Welcome to the first issue of volume 4 of STQE. Three years ago, we started a magazine that was focused on helping software practitioners—testers, test managers, development managers, and project managers—do the things they need to do to build better software.
And building software has changed dramatically over the last half century. We've seen significant changes even over the few years since this magazine has been in existence. As the years have passed, we’ve become used to an environment of uncertainty and change. What we'll be doing tomorrow is not as predictable as it used to be. We will not just grab a tool from our toolbox and apply it to some clear task described on a detailed plan.
Things today are much less static than they once were. Our context changes all the time. We are in constant dialogue with our environment, absorbing information and affecting our surroundings and future tasks by how we choose to respond.
With that in mind, we’re starting the year with a collection of articles that we hope will help you be in better dialogue with your environment.
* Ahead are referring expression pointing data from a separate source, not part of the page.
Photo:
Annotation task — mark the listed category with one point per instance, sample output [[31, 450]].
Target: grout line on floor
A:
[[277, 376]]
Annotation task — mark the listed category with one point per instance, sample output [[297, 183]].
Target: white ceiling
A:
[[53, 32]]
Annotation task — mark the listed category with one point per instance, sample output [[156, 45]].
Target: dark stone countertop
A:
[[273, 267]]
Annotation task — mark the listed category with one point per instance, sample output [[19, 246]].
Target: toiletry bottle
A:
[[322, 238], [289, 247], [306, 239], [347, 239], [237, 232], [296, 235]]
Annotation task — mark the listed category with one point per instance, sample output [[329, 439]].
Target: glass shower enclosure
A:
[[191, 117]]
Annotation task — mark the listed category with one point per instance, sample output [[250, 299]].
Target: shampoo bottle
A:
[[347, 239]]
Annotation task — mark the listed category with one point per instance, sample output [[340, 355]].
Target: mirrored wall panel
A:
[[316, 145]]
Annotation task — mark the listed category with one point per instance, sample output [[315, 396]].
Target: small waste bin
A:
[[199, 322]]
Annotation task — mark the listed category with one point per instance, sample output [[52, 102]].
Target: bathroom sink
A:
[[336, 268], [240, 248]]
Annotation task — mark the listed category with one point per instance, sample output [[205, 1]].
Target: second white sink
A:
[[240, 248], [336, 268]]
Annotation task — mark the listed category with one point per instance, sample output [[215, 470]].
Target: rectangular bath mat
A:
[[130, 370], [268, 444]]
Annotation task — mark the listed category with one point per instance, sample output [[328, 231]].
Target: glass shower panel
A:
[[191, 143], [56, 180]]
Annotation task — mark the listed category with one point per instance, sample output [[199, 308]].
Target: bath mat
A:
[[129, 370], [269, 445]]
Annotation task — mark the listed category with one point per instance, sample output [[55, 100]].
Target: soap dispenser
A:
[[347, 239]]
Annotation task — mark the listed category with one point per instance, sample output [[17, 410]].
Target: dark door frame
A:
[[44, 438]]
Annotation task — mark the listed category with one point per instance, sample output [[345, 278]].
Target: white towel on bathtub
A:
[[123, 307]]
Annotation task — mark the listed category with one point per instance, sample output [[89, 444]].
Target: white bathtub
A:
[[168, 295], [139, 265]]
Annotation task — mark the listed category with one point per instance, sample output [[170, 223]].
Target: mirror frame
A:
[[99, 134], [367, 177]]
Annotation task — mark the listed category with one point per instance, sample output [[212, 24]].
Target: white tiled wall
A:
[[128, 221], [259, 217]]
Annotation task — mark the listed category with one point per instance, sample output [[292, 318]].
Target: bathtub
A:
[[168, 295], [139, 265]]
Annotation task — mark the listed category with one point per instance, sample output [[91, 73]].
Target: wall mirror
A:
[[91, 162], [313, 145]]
In the MANAGEMENT & TEAMS feature, Dwayne Phillips describes a planning process that works with the people who will do the work, taking into account the relationships between the people and the tasks, and the problems to be solved. Plans are built and owned by the team, and the team can update them as the environment changes. This planning is designed to reflect reality at the start of a project and keep up with reality throughout the project’s life.
We’re also reprinting Anna Alliso's fine MEASUREMENT & ANALYSIS article, "Meaningful Metrics," from our third year. Anna tells us how to show other people the data about software quality so they get the information they need to make good decisions.
In PROCESS & TECHNIQUES, Cindy Necaise manages the end game of a project in a way that helps software teams know where the software is relative to where they want it to be. When customers and the team know about the state of the software, they can make reasoned decisions. They can make those decisions based on the environment, not on a static plan.
Two of our articles are about developer testing. In the TOOLS & AUTOMATION feature, Andy Hunt and Dave Thomas describe what it's like to be a developer who loves to test; Jason Bedunah looks at unit testing from the manager's perspective in FROM THE FRONT LINE.
The intent of today's developer testing is importantly different than it was in the past. It is not just about finding bugs; rather, the new developer testers write tests first in order to understand design. In a very real way, developer testing is another form of explicit conversation: between a programmer and the possibilities inherent in the code at that point.
Finally, in THE LAST WORD, Jerry Weinberg counsels us on how to talk about quality to create shared understandings of what is desired and what is possible. When communication about quality is explicit, teams avoid playing games that lead them to hide the real state of the software, hoping that someone else will be the first to blink.
As we said above, we software people spend our days in a dialogue with our environment—with our customers, with our peers, with our tools, with our product. Work today is ever more a conversation with many parties and at many levels. It is our hope that we can support you in that dialogue.